As with its predecessors, the novel is set in Eastern Europe between 1933 and 1944. In this particular novel, the German invasion of Poland in 1939 and the Russian front in 1941, bookend the Nazi occupation of Paris.
And, as with its predecessors, the book is lush with atmosphere -- smoky nightclubs, shadowy back alleys, trains laboring through the night to elude bombers trolling the skies -- all evoking the icy grip of Nazi oppression, the ever-present threat of betrayal and the cruel, random death war brings.
Late in the novel, our hero, Captain Alexander de Milja, the Polish officer of the title, observes: "I have to keep fighting . . . the Germans, the Russians. Perhaps both. Perhaps for years and years. But I might live through it, you never know. Somebody always seems to survive, no matter what happens. Perhaps it will be me."
Fatalistic, but pragmatic, which we learn de Milja has reason to be.

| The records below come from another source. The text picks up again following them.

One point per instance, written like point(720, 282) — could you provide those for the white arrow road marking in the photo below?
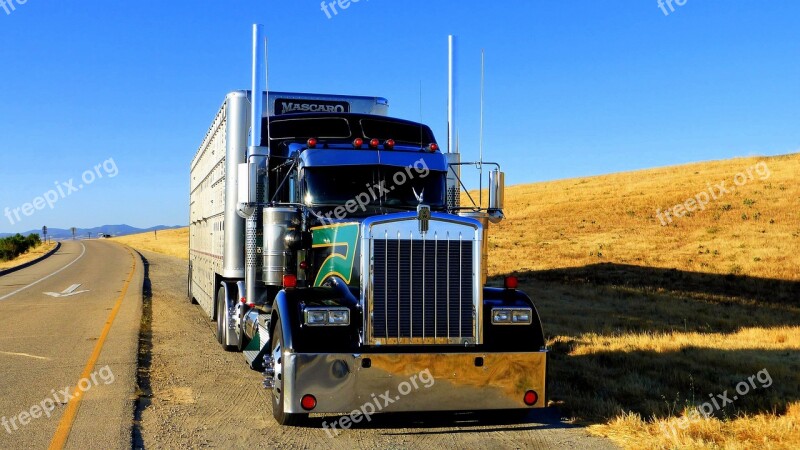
point(70, 291)
point(42, 279)
point(25, 355)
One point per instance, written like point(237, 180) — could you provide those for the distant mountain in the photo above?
point(113, 230)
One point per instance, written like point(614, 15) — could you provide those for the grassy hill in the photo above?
point(648, 318)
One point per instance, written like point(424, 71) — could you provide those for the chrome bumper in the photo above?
point(343, 383)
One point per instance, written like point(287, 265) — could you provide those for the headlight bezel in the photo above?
point(324, 316)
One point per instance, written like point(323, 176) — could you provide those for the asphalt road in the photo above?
point(67, 352)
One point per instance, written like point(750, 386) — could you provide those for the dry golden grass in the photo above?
point(173, 242)
point(646, 321)
point(30, 255)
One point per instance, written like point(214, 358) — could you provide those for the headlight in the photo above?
point(322, 317)
point(512, 316)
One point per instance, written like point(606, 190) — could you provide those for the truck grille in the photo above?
point(422, 291)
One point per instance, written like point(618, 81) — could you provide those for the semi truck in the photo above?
point(329, 243)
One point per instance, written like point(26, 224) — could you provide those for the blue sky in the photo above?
point(573, 88)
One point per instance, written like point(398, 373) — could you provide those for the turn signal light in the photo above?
point(290, 281)
point(530, 398)
point(308, 402)
point(511, 282)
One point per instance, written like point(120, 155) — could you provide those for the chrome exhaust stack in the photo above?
point(453, 155)
point(255, 168)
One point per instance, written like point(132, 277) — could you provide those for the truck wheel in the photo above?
point(283, 418)
point(222, 322)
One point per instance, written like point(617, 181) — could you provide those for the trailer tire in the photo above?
point(276, 349)
point(222, 322)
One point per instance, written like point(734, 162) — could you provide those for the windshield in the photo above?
point(370, 187)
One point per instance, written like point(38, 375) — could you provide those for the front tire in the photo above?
point(276, 349)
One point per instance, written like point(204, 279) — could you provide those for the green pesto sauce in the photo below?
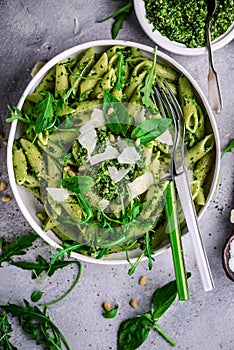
point(183, 21)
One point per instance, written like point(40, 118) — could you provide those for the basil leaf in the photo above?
point(112, 313)
point(164, 297)
point(116, 114)
point(120, 72)
point(16, 247)
point(229, 147)
point(36, 296)
point(124, 9)
point(38, 325)
point(133, 333)
point(45, 113)
point(119, 15)
point(149, 129)
point(78, 184)
point(147, 89)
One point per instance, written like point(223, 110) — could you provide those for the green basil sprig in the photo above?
point(149, 129)
point(111, 313)
point(134, 332)
point(119, 16)
point(116, 114)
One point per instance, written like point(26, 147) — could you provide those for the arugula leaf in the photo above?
point(149, 129)
point(133, 333)
point(38, 325)
point(5, 330)
point(229, 147)
point(36, 296)
point(116, 114)
point(78, 184)
point(16, 247)
point(147, 90)
point(111, 313)
point(120, 72)
point(119, 15)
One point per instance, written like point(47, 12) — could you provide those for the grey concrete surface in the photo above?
point(37, 30)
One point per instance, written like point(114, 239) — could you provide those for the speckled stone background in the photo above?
point(37, 30)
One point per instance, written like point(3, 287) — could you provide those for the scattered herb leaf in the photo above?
point(5, 330)
point(116, 114)
point(36, 296)
point(149, 129)
point(16, 247)
point(78, 184)
point(134, 332)
point(229, 147)
point(119, 15)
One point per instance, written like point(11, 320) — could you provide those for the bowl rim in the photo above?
point(55, 243)
point(173, 46)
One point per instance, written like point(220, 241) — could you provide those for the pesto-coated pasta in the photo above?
point(99, 184)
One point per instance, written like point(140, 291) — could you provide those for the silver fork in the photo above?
point(171, 108)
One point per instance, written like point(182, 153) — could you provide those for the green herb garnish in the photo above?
point(119, 16)
point(116, 114)
point(147, 90)
point(229, 147)
point(111, 313)
point(38, 325)
point(134, 332)
point(5, 330)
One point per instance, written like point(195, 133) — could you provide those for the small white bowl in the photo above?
point(27, 202)
point(174, 46)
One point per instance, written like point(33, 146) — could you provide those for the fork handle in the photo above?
point(192, 224)
point(214, 97)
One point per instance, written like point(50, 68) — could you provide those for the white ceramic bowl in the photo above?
point(26, 201)
point(174, 46)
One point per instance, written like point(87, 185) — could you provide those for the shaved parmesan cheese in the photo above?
point(122, 144)
point(165, 138)
point(109, 153)
point(189, 176)
point(88, 140)
point(58, 194)
point(117, 175)
point(129, 156)
point(140, 184)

The novel follows him as he smuggles the Polish National Gold Reserve out of the country ahead of the advancing German forces and then to Paris where he poses as a Russian poet and then a Slovakian coal merchant, while relaying information on German battle plans to England.
Furst's knowledge of European history and his skill at conveying the atmosphere of this fearful period, raise his novels far above standard espionage fare. This is fine literature lurking behind a cloak and dagger.
Book 9 -- Vietnamerica by G.B. Tran
An impressive book collection can be built on works about America's ill-fated experience in Vietnam.
It would include Tim O'Brien's The Things They Carried and Going After Cacciato, Dispatches by Michael Herr, Stanley Karnow's Vietnam A History and Page After Page by combat photographer Tim Page.
Among the newer additions would be G.B. Tran's graphic family history, Vietnamerica.
Sub-titled A Family's Journey, Vietnamerica is the story of Tran's family's last-minute escape from Saigon as South Vietnam fell and their return to the country years later to reunite with family and friends.
It is a story of regret and forgiveness and the resilience of the human spirit told eloquently through Tran's drawings.
Book 10 -- Bad Signs by R.J. Ellory
Ugh. After reading this novel, I understand why Ellory found it necessary to anonymously post fake reviews on Amazon in praise of his books.
No one was going to write a glowing review for him.
His 2011 novel, Bad Signs, is a bad book, filled with gratuitous violence that serves no other purpose than to titillate readers who conflate sex and violence.
Ellory attempts to dress it up with pseudo-serious explanations for the social drivers behind his killers' actions, but it doesn't wash. His efforts at psychological profiling are just a lame attempt to elevate what's really no better than pornography.